Because it's a way to avoid confronting the increasingly unavoidable fact that the AI renaissance DNNs were supposed to usher in is looking increasingly less impressive. Unsurprising, given that throwing more computing power at neural networks doesn't constitute a fundamental leap forward -- but disconcerting to a community that expected, and promised, far more than is being delivered.
Hold on a second. We're still in the very, very early stages here. We haven't even started to connect those networks together to make hierarchies.
You're speaking like someone watching the Wright brothers testing some of their earliest models, and going "supersonic flight my ass, you guys can't even fly across this football field".
What exactly do you think was 'promised and expected'? Because from here it looks like deep learning has delivered an awful lot more than what anyone expected. No one expected it to beat Go. No one expected it to achieve human level results on problems like image recognition. And no one expected all this to happen in just a few years.
NNs have made measurable and enormous progress in many different AI domains in a very short space of time. There are awesome new applications and improvements coming our every day.
It's easy to say, from the vantage point of hindsight bias, that everything that's happened was predictable. So what exactly do you expect from NNs and AI in the near future? Make some testable predictions.

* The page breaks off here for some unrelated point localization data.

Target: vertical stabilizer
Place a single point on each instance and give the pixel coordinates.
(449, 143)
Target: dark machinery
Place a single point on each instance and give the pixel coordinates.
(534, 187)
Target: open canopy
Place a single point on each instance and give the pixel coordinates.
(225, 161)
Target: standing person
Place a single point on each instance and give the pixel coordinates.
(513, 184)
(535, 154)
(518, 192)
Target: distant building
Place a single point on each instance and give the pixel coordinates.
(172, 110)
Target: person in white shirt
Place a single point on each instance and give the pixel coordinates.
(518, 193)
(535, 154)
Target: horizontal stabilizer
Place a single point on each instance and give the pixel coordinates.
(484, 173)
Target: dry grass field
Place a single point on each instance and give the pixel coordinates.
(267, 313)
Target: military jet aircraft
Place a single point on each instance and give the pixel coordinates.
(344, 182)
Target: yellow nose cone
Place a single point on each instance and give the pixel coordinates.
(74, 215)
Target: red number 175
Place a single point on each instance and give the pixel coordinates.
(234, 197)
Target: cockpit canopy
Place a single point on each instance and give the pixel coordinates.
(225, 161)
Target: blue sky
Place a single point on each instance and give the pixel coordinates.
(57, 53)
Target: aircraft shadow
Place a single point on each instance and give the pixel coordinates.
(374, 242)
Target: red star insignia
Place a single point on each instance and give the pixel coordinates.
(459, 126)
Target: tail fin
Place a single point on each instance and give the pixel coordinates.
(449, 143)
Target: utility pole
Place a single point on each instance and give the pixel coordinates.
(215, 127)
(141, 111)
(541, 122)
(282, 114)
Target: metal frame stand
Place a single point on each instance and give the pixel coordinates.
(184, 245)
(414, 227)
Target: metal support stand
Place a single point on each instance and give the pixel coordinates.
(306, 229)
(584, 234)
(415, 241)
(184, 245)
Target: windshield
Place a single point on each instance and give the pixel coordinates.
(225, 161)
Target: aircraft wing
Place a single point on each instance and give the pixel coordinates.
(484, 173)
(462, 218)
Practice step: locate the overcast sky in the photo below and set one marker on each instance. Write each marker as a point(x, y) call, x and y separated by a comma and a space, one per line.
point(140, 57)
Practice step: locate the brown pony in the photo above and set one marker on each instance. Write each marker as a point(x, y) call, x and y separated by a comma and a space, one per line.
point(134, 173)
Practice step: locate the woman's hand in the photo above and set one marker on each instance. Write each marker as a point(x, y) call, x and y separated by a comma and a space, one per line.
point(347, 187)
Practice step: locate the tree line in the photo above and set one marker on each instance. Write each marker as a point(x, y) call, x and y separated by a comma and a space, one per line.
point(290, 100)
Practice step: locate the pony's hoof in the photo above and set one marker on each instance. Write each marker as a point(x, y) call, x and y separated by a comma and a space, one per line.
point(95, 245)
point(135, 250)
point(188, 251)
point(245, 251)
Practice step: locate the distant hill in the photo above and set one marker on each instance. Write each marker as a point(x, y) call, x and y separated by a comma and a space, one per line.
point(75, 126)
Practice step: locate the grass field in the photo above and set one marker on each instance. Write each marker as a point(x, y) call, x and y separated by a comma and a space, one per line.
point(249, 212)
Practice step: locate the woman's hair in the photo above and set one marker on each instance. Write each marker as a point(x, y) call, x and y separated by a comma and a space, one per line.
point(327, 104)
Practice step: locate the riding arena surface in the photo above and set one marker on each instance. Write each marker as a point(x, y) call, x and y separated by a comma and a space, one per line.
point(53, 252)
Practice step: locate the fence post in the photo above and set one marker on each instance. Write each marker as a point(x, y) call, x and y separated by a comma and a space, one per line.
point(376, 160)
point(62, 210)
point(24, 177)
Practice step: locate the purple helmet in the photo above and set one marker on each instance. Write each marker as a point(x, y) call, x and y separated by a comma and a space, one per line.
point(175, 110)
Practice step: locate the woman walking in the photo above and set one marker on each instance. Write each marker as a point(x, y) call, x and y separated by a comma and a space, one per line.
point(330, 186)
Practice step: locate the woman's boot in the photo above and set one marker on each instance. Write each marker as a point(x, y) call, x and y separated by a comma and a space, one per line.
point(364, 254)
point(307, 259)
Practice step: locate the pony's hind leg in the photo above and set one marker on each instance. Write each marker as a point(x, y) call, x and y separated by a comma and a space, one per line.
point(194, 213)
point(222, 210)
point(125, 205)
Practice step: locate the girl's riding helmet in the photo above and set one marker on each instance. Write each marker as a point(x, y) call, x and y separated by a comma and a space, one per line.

I actually agree with you, as I feel that deep neural networks have exceeded expectations, but I like the guessing game, so I'll do a few predictions that, who knows, might be exceeded.
Fully autonomous vehicles (as in, all passengers can sleep) with less deaths than human drivers in 2020.
Realtime text-to-speech matching top humans, including proper intonation, in 2025.
Fully autonomous computer factories (as in, trucks deliver raw materials in containers at one location, and fetch the computers in containers at another) in 2035.
Optimization problems -- the bread and butter of machine learning for years. DNNs are certainly more powerful than many earlier-generation systems, but it's a quantitative difference, not a qualitative one. A DNN may have more neurons, more synapses, and access to more data, but it's not doing anything genuinely new.
A lot of hopes seem (to me) to have been pinned on the notion that neural nets (as we currently understand them) are the one true algorithm. This notion seems to have been fueled by the significant success of DNNs for certain (highly specific) problems, and by a (shallow) analogy with the human brain. However, it's becoming increasingly clear that this is not the case -- that an artificial neural net is an artificial neural net, no matter how many GPUs you throw at it.
From what I understand, the current bottlenecks for machine learning are:
- The lack of good data. Machine learning and DNN's specifically perform best with large datasets, that are also labeled. Google has open sourced some, but they (supposedly) keep the vast majority of their training data private.
- Compute resources. Training these datasets (which can be over terabytes in size) takes a lot of computational power, and only the largest tech companies (e.g. Google, Facebook, Amazon) have the capital to invest in it. Training a neural net can take a solo developer weeks or months of time while Google can afford to do it in a day.
There are actually a lot of advances being made in the algorithms, but iteration cycles are long because of these two bottlenecks and only large tech companies and research institutions have the resources to spend overcoming those bottlenecks. Web development didn't go through a renaissance until web technology became affordable and accessible to startups and hobbyists from reduced server costs (via EC2 and PaaS's like Heroku).
By that analogy, I think we're still in the early days of machine learning and better developer tools and resources could spur more innovation.
I don't have the impression that serious researchers regard them as a One True Algorithm, or as sufficient in their own right for development of human-level AI. Why do you believe that?
I'm not claiming that they do, although AI researchers who focus on DNNs certainly have a vested interest in accentuating their capabilities -- particularly when they have industry ties. I'm referring more to intellectual trends in Silicon Valley at large.